Most genes have deep histories, with ancestors that reach down into the tree of life, sometimes all the way back to bacteria. The gradual increase from the few thousand genes in a bacterium to the tens of thousands of genes in a person came primarily through genome- and gene-duplication events, which created extra sets of genes free to evolve new sequences and new functions. Much of this duplication happened long before humans evolved, though some duplications occurred in the human lineage to create exclusively human twins of existing genes.
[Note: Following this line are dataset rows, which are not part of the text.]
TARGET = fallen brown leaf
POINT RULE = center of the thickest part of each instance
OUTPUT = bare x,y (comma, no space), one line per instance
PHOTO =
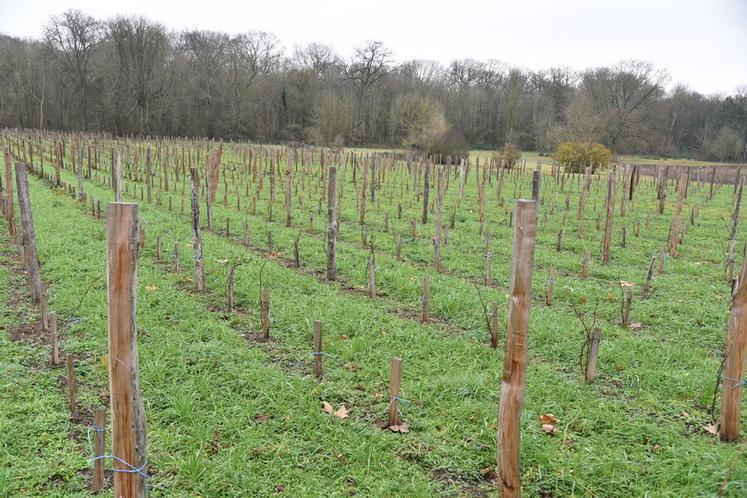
341,412
402,428
549,429
548,418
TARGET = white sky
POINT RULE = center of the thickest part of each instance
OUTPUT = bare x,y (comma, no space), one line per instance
702,43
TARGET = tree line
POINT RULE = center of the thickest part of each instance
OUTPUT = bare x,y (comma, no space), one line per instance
132,76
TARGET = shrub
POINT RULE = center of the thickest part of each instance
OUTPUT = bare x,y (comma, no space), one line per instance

But in 2006, geneticists showed for the first time that they could identify truly novel genes. In fruit flies, they came across five young genes that were derived from “noncoding” DNA between existing genes and not from preexisting genes. As a result, other researchers started looking for novel genes in other species.
Meanwhile, while looking for gene duplications in humans, geneticists Aoife McLysaght and David Knowles of Trinity College Dublin kept coming across genes that seemed to have no counterparts in other primates, suggesting that new genes arose in us as well. To determine which of these genes with no counterparts were de novo genes, McLysaght and Knowles first used a computer to compare the human, chimp, and other genomes. They eliminated all but three of the 644 candidates because their sequence in the database was not complete–or they had equivalents in other species.
Next, they searched the chimp genome for signs of each gene’s birth. “We strove hard to identify the noncoding DNA that gave rise to the gene,” McLysaght says. Only by finding that DNA could they be sure that the gene wasn’t already present in the chimp genome but was somehow unrecognizable to gene-finding programs. At three locations where the chimp and human genomes were almost identical, telltale mutations indicated that it was impossible to get a viable protein from the chimp DNA sequence.